地球の深部には大気や地表から排出された炭素を大量に吸収し、地中深くに閉じ込めておくことで炭素削減効果があることがわかりました。この発見は、科学者が「気候温暖化」モデルの様々な評価と予測を修正するのに役立ちます。

これまで科学者たちは、大気や地表の炭素排出が地球炭素循環システムによって地下に運ばれた後、火山噴火によってすべて地上に戻ってくると考えていました。

しかし、7月14日に発表された『ネイチャー・コミュニケーションズ(Nature Communications)』誌の研究によると、炭素の約3分の1は、地下深くにある何らかのメカニズムによって閉じ込められ、長期間、地球内部に留まり、短期間で地上や大気に戻ることはないと言われています。
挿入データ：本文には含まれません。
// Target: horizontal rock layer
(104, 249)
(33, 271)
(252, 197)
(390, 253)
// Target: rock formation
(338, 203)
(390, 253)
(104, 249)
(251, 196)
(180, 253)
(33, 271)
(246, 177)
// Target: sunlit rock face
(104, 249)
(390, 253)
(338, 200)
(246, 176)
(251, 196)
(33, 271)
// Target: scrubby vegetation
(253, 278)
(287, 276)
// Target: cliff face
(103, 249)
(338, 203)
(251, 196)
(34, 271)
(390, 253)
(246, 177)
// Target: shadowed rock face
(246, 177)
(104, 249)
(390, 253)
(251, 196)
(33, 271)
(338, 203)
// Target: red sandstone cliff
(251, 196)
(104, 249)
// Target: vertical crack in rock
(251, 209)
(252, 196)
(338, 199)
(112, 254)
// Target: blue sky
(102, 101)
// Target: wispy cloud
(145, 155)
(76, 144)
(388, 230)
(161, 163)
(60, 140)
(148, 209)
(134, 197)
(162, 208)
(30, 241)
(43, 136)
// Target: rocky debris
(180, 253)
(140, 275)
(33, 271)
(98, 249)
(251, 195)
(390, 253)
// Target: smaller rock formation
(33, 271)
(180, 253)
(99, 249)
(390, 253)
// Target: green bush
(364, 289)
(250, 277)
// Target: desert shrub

この研究では、地球炭素循環についての理解が深まれば、炭素排出による影響をより正確に予測できるようになるとされており、それに基づいて「気候温暖化」の問題に関する研究を進めるのが合理的だとされています

主要研究者である英ケンブリッジ大学材料科学者のステファン・ファーサン(Stefan Farsang)氏は、「地表の炭素蓄積量と流量はよくわかっているが、炭素地球内部に蓄積されるメカニズムについてはあまりわかっていない。 地球内部の炭素循環は、何百万年に及ぶ可能性がある」と話しています。

この研究によると、地殻プレートが沈み込んだり、地殻プレート間で折り曲がったり変形したりするようなプレートの変化が、地表の炭素を地下深くに運んでいるようです。その過程で、生物の死骸や貝殻など、炭素を多く含む物質が、地下深くにまきこまれていく。これは炭素移動の方法の一つです。また、大気中の二酸化炭素も海洋堆積物を通じて、海底に沈んで地下に入る。これも炭素移動のもう一つの重要な方法です。


この研究では、欧州の放射光施設の粒子加速器を利用して、高圧・高温の環境を作り出し、地殻の沈み込み帯の岩石の内部で起こる化学反応をシミュレーションし、地球内部の進化モデルを構築しました。

研究チームは、地殻プレートの岩石がマントル層に巻き込まれる過程で、カルシウムの含有量が減少し、マグネシウムの含有量が増加することを発見しました。その結果、溶解性が小さくなり、マグマに溶けにくくなり、火山の噴火に伴って地上に戻る可能性も低くなります。
この研究では、炭酸塩の大部分が地下深くに沈み、大気から海洋堆積物を通じて地下に沈んだ炭素と結合して最終的にダイヤモンドになったのではないかと考えられています。

研究者の一人であるシンガポールの南洋理工大学の物理学者サイモン・レッドファーン(Simon Redfern)氏は、「私たちの研究では、これらの鉱物が非常に安定していることがわかった。絶対に大気からの二酸化炭素を閉じ込めて丈夫な鉱物形態に変えることができ、炭素削減効果を達成できる」と述べています。